Pavarotti nickte. Er zog seine Jacke aus und legte sie ihr um, über die nassen Haare und auf die Decke, die offenkundig nicht ausreichend wärmte.
»Das eben haben Sie toll gemacht«, sagte er vorsichtig. Er wollte die Frau möglichst nicht daran erinnern, dass sie durch ihre Rettungsaktion fast zu Tode gekommen war. Bei beiden Frauen hatten die Kleider Feuer gefangen, und es war nur der geistesgegenwärtigen Aktion eines Nachbarn, der die Schreie von Viola Matern gehört und aus seinem Fenster im ersten Stock ein paar Kübel Wasser auf die Frauen geschüttet hatte, zu verdanken gewesen, dass die beiden nicht verbrannten.
»Haben Sie eine Idee, wer das Feuer gelegt hat?«
Viola Matern schaute ihn groß an, sagte aber nichts. Pavarotti merkte, dass ihr Gesicht nicht vom Löschwasser nass war, sondern vom Weinen.
»Woher haben Sie denn gewusst, dass noch jemand in dem brennenden Haus war?«, fasste er nach.
Die Matern schluchzte einmal kurz auf, hob dann eine rußverschmierte Faust und rieb sich damit die Tränen aus den Augen. Nun sah ihr Gesicht aus wie das eines Pandabären, beide Augen zierten schwarze Ränder. Pavarotti konnte nicht anders, er musste grinsen, ließ es aber gleich wieder bleiben, als er den verzweifelten Gesichtsausdruck der Frau sah. Hier stimmte etwas nicht. Es war kein Zufall gewesen, dass die Frau gerade noch rechtzeitig in diesem Laden aufgetaucht war, das spürte er. Obwohl ihn sein Bauchgefühl häufig im Stich ließ, glaubte er, sich dieses Mal auf seinen Instinkt verlassen zu können.
Pavarotti holte Luft, um erneut nachzubohren, tat es dann aber doch nicht. Wenn Lissie jetzt an seiner Stelle wäre, würde sie der Frau zeigen, dass sie mit ihr fühlte, und sich gleichzeitig ganz behutsam weiter vortasten, so viel wusste er inzwischen. Die Frau wollte ihre Geschichte wahrscheinlich sowieso loswerden, er musste nur ein wenig Geduld haben. Wenn er sie bedrängte, würde sie sich bloß abkapseln.
»Lassen Sie sich Zeit«, sagte er deshalb so ruhig wie möglich.
»Ich hätt besser auf ihn aufpassen sollen«, kam es schließlich leise. »Ich bin schuld, ich ganz allein, der Vater ist ja krank im Kopf.«
Plötzlich verstand Pavarotti. »Elektro Aschenbrenner. Ihrem Vater gehört das Geschäft, nicht?«
Viola Matern nickte und wischte sich erneut über die Augen, die mittlerweile vom Weinen und dem verschmierten Ruß rot und entzündet aussahen.

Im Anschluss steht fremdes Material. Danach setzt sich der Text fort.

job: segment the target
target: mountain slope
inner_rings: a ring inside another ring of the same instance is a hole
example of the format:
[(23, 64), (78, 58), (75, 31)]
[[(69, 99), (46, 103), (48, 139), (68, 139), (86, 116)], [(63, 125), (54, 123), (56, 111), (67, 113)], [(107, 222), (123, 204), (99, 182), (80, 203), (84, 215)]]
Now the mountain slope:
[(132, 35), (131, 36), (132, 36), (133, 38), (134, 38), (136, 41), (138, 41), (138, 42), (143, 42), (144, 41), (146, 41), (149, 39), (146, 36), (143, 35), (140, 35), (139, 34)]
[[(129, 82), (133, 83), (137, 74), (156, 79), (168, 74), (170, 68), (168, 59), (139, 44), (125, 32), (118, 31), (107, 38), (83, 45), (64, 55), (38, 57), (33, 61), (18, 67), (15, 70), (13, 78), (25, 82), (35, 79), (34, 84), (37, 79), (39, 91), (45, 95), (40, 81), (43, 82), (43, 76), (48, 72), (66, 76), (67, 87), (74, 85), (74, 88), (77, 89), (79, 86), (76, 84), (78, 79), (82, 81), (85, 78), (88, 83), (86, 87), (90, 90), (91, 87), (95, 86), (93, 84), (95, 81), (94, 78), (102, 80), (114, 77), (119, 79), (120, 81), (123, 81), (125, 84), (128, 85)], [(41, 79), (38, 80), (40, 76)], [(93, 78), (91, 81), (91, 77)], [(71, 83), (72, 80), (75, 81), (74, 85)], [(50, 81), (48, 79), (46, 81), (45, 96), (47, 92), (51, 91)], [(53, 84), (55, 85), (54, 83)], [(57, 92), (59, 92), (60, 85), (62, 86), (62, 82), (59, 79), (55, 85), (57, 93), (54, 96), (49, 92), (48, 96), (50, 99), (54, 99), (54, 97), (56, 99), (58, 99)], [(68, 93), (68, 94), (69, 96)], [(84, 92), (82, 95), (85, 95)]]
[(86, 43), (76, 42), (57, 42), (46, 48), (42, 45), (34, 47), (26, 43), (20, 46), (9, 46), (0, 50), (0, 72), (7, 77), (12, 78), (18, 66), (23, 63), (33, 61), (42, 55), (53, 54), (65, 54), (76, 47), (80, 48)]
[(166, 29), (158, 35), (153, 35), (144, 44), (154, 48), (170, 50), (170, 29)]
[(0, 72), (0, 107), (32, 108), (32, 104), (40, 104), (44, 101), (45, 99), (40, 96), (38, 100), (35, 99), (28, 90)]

Pavarotti bemerkte, dass ihre Wimpern fast völlig versengt waren, was ihrem Gesicht ein verletzliches Aussehen verlieh und es gleichzeitig auf eigenartige Weise geschlechtslos machte. Die Frau stieß einen jammernden Seufzer aus, und dann brach die Geschichte aus ihr heraus, wie ein Sturzbach, alles auf einmal, als ob es ihr jetzt nicht schnell genug gehen könnte. Der Commissario hatte Mühe, ihrem durch Schluchzer unterbrochenen Wortschwall zu folgen. Was er sich schließlich zusammenreimen konnte, lief auf einen zunehmenden, am Ende krankhaften Hass von Violas Vaters auf Emil Felderer hinaus.
Viola Matern berichtete, ihr Vater habe im letzten Jahr von nichts anderem gesprochen als davon, dass Felderer in der Hölle schmoren und für seine Sünden büßen werde.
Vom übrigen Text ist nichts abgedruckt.